Are LLMs or Physicians Better for "NOHARM"?
LLMs, unsafe. Physicians, uhm .. also unsafe.
This is a fun project produced by a coalition of mostly Stanford and Massachusetts General Hospital physicians, pooling specialist knowledge to create a new leaderboard for LLMs in medicine.
They call their program the Numerous Options Harm Assessment for Risk in Medicine (NOHARM), and this is a set of 100 primary care-to-specialist consultations paired with over 4,000 expert annotations.
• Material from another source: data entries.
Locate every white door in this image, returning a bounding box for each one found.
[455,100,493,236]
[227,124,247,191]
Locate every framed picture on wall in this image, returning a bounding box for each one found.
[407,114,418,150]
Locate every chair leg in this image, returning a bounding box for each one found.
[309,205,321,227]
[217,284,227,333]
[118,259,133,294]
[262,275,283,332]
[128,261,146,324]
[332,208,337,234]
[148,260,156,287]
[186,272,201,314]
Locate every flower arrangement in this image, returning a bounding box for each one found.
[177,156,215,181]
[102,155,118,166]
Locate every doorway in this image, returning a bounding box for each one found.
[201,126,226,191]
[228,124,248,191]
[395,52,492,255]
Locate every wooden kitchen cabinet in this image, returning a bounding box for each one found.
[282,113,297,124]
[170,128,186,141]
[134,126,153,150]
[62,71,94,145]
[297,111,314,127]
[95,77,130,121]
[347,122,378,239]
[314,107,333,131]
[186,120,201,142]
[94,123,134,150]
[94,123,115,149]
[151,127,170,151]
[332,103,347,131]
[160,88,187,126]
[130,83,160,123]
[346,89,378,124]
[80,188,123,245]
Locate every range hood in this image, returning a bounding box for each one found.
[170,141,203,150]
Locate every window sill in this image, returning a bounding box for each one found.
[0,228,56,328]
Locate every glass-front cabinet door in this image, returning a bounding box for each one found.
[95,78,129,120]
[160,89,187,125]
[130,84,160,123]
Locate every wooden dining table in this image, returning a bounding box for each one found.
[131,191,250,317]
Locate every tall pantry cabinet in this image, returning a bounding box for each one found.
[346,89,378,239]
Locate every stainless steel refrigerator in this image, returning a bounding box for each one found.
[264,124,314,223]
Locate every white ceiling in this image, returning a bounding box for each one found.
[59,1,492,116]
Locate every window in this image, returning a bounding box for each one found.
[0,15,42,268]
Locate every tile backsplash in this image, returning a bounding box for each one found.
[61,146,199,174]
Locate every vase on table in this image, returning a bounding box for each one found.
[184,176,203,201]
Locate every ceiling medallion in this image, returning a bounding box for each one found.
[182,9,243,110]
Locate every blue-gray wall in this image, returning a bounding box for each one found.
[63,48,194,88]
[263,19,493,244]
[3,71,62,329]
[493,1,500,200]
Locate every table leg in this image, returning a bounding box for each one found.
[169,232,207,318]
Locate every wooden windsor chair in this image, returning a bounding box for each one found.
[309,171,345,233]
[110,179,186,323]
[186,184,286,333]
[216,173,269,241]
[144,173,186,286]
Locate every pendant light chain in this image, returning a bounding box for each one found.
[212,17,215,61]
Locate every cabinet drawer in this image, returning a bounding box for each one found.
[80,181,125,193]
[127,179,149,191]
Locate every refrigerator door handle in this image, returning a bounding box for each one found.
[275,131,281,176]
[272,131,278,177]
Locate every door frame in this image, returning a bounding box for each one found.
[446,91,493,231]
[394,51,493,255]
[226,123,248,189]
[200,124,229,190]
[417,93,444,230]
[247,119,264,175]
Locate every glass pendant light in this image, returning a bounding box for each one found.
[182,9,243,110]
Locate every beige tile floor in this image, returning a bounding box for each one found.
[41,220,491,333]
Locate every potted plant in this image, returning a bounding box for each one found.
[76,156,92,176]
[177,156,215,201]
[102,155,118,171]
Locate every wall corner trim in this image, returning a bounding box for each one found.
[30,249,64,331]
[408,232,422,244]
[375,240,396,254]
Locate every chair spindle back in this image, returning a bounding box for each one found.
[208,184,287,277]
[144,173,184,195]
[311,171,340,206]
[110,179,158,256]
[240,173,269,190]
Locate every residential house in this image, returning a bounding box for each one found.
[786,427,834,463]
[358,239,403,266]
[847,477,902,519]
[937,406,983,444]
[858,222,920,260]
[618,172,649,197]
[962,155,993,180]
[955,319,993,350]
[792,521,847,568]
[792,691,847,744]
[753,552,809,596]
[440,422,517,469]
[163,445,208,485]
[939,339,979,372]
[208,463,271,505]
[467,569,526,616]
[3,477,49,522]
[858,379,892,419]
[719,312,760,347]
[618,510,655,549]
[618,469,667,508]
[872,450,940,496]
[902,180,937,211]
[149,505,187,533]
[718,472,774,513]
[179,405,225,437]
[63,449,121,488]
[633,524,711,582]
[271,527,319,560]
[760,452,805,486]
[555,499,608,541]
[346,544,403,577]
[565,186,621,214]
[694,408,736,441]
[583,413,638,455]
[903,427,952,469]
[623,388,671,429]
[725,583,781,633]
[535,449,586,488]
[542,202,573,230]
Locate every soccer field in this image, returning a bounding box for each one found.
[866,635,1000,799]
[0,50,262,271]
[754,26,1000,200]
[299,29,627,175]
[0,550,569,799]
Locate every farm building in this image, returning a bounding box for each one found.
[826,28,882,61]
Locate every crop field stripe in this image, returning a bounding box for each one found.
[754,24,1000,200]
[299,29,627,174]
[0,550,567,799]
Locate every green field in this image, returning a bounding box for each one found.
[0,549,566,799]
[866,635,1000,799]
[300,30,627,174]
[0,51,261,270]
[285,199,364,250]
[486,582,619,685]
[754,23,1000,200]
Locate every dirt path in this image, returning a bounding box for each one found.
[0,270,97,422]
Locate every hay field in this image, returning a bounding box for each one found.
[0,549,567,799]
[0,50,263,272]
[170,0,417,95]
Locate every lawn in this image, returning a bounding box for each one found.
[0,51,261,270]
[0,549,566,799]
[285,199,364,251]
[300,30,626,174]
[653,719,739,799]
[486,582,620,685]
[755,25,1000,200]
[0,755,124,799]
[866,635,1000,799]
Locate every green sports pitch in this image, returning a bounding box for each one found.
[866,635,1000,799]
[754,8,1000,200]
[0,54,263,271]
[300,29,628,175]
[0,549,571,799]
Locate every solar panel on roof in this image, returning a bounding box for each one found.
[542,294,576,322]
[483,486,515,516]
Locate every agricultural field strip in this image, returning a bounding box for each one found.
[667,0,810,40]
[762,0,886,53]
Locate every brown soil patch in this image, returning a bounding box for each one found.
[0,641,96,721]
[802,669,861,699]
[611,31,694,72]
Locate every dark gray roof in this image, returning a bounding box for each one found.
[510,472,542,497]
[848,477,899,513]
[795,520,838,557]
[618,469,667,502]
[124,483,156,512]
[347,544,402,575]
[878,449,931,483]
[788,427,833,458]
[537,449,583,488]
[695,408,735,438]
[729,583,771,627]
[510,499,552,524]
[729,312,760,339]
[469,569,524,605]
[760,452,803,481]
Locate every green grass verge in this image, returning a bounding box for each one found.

The clinical advice provided by LLMs is then benchmarked against these expert annotations, along with the magnitude of any harms using a RAND-UCLA Appropriateness Method scale combined with WHO Classifications for Patient Safety. See:
They have then tested a whole array of LLMs against this framework, ultimately producing this summary rating figure:
There is a lot more taxonomy of harm to digest in the full text of the preprint, as well as the effectiveness of using “guardian” multi-agent configurations as mitigation for safety.
Finally, we add in the humans:
On the left, a figure showing the balance between “completeness” (all the correct actions) and “safety” (weighted average of harmful actions) for LLMs. On the right, the performance of 10 internal medicine humans on the same cases as compared to best, average, and worst LLM. Humans were allowed to use conventional resources to augment their responses, but not AI. I think it’s pretty fair to say – LLMs are far from perfect, but, sadly, humans are pretty much just an average LLM, now.